Selain pada kalangan remaja, pertanyaan serupa dapat pula diajukan kepada segmen masyarakat yang lain. Apakah gejala perilaku yang ditunjukkan mereka merupakan sisa-sisa dari dampak kolonialisme masa lalu, atau merupakan gejala hibriditas baru? Sementara, dalam hal politik, kita bisa mempertanyakan bagaimana proses terbentuknya struktur kepartaian dan struktur politik secara umum saat ini? Bagaimana menjelaskan ini dengan kacamata postkolonial, yakni apakah ini merupakan peniruan-peniruan yang tidak kritis belaka, atau merupakan sebuah proses dan penciptaan yang sudah berakar dari kondisi dan kebutuhan kita sendiri yang khas?

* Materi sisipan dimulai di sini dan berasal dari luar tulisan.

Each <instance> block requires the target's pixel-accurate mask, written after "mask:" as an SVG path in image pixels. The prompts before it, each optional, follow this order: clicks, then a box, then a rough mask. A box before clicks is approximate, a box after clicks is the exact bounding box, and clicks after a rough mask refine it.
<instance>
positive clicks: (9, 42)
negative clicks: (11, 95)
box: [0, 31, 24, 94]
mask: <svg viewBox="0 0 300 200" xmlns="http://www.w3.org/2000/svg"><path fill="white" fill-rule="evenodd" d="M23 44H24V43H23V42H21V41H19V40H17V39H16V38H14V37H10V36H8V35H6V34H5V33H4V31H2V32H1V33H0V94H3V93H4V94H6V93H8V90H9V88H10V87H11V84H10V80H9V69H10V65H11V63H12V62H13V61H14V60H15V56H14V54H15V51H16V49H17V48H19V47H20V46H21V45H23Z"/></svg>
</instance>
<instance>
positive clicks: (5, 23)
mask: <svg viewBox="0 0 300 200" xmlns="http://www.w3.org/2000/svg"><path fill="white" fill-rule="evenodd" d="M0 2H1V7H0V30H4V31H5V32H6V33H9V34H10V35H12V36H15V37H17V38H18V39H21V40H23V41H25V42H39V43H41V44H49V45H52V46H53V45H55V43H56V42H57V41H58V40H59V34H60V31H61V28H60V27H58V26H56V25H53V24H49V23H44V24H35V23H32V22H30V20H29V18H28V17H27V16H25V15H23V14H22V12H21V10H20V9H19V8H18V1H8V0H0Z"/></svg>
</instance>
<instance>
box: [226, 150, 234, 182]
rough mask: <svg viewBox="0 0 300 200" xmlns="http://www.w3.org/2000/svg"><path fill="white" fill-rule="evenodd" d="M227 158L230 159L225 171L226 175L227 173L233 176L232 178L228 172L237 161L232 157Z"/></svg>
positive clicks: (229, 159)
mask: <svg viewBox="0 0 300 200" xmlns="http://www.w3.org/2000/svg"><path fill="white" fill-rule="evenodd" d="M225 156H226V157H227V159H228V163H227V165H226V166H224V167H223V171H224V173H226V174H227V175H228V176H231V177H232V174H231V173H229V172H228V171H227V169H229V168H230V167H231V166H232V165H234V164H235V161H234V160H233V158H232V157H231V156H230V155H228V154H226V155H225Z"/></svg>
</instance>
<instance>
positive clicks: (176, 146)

Untuk menjawab berbagai pertanyaan tersebut, maka pertanyaan lebih detail adalah pada kelompok remaja mana hibriditas berlangsung, dan bagaimana proses keberlangsungannya tersebut? Faktor-faktor psikoanalisa dan lingkungan riel apa yang mendorong perilaku-perilaku tersebut? Pertanyaan ini menark diajukan untuk mengetahui dampak dari kolonialisme yang sudah berlangsung puluhan tahun lampau, pada masyarakat Indonesia yang secara relatif mengalami penjajahan yang tergolong berat.

Sumber bacaan :
Moore-Gilbert, Bart. 2000. Postcolonial Theory: Contexs, Practices, Politics. London: Verso.